Under the Obama Administration, a cozy relationship with Iran was enough to buy time, leniency, and room for diplomatic maneuvering for Maduro’s regime. Fast forward to 2025, and a close, personal relationship with Iran — to say nothing of Hezbollah — is not the security blanket it once was.
When the Trump administration took office, the fog began to lift.
Suddenly the vice president of Venezuela, El Aissami, was designated a global narcotics kingpin — something DEA agents had been pushing for nearly a decade. Kassim Tajideen, one of Hezbollah’s top financiers, was arrested in Morocco and extradited to the United States. The administration began openly linking the Maduro regime to Hezbollah’s criminal structure, something Washington had tiptoed around for years.
And for the first time, Maduro couldn’t count on Iran’s diplomatic shield.
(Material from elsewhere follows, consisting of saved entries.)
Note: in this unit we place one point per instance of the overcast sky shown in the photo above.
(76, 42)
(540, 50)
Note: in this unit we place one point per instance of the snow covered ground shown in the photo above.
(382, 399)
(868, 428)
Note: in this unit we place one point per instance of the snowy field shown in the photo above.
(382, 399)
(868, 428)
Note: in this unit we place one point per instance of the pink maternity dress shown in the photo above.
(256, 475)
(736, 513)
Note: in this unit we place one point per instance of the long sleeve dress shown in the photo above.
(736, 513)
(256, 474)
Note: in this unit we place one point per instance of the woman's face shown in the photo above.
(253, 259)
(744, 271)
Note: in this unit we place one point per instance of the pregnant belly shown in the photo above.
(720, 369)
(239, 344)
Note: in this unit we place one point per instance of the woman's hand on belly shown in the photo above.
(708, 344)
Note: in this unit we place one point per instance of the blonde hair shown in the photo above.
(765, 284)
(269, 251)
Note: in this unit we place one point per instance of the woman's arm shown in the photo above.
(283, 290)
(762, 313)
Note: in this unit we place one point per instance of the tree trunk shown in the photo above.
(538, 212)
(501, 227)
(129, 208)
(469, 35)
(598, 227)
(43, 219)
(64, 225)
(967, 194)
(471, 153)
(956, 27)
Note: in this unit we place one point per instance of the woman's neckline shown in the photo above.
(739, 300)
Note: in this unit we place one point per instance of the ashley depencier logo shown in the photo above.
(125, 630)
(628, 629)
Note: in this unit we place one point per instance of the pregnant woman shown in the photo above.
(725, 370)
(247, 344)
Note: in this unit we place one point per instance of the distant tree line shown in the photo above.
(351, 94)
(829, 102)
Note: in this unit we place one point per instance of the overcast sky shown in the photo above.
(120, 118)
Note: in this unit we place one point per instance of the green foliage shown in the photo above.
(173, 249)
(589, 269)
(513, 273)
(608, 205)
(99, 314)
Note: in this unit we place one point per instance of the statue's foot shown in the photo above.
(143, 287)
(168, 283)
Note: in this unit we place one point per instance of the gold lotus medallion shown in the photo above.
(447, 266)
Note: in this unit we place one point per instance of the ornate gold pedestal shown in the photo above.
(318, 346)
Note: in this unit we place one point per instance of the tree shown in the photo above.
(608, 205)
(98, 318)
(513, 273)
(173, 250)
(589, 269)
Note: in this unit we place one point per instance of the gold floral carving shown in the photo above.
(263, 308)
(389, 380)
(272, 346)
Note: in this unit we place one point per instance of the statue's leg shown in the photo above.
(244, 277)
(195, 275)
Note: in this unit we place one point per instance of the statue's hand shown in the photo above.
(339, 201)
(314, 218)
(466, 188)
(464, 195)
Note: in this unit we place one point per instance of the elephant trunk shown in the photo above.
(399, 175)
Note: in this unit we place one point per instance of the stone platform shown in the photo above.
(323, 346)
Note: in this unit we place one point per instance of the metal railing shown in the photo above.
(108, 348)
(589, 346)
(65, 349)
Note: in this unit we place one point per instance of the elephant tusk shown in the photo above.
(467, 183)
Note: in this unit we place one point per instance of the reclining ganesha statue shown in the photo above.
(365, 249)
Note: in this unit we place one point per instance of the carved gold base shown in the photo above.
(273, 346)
The Trump administration wasn’t negotiating a nuclear deal with Tehran. They weren’t courting “moderates” inside Hezbollah. And they certainly weren’t worried about offending the Quds Force. That shift in posture changed everything. It signaled that the era of strategic indulgence was over — not just in the Middle East, but in Latin America, where Hezbollah’s tentacles have been entrenched for decades.
Maduro suddenly found himself exposed. No fog. No cover. No indulgent superpower eager to avoid “rocking the boat.”
President Donald Trump, unlike his predecessors, seems to have gotten the message: There is no daylight left between Iran-backed terrorist networks in the Middle East and the Maduro regime — and there hasn’t been for a long time.
If Donald Trump’s cabinet officials are ever called before Congress to give justification for narco-boat strikes, they will be able to do so — using news stories by major media outlets as evidence. The connection between terrorist organizations and narco-traffickers was well-established until the moment Trump turned his attention to this matter.
Suddenly, mainstream media outlets have forgotten all the critical reporting they did linking Middle Eastern terror networks with South and Central American drug cartels.
Trump obviously doesn’t care to ignore the reality of the narco-jihad criminal connection. He cares even less about preserving the U.S. nuclear deal with Iran.
Maduro, for his part, seems to be reading the writing on the wall, even if U.S. news media outlets are stubbornly refusing to do so.
“Maduro asked for $200m in deal with Trump to flee,” Rob Crilly revealed for the Telegraph on December 3. “Venezuela’s president asked to keep $200m of his private wealth, amnesty for his officials and safe harbour in a friendly country as part of a deal with Donald Trump to step down and flee, sources said.”
“Those familiar with a phone call between the two leaders told The Telegraph that the plan fell apart owing to Nicolas Maduro’s demands for a blanket amnesty for as many as 100 top officials,” Crilly reported. “During the 15-minute call, the two leaders also disagreed on how to set up a transitional government and on the location Mr Maduro would flee to from Venezuela.”
Does that mean Venezuela’s criminal empire is over? Not yet. Corruption on that scale doesn’t dissolve overnight. Hezbollah’s networks remain active. Iran still needs a Western Hemisphere foothold. And Maduro still clings to power through repression and foreign patronage.
But the strategic assumption that protected him for years — that U.S. policy toward Iran would also shield its proxies — has vanished.
Under the Trump administration, the Western Hemisphere is no longer safe territory for Tehran’s favorite proxy. And Nicolás Maduro, once confident in his immunity, now finds himself standing in the open — with far fewer places left to hide.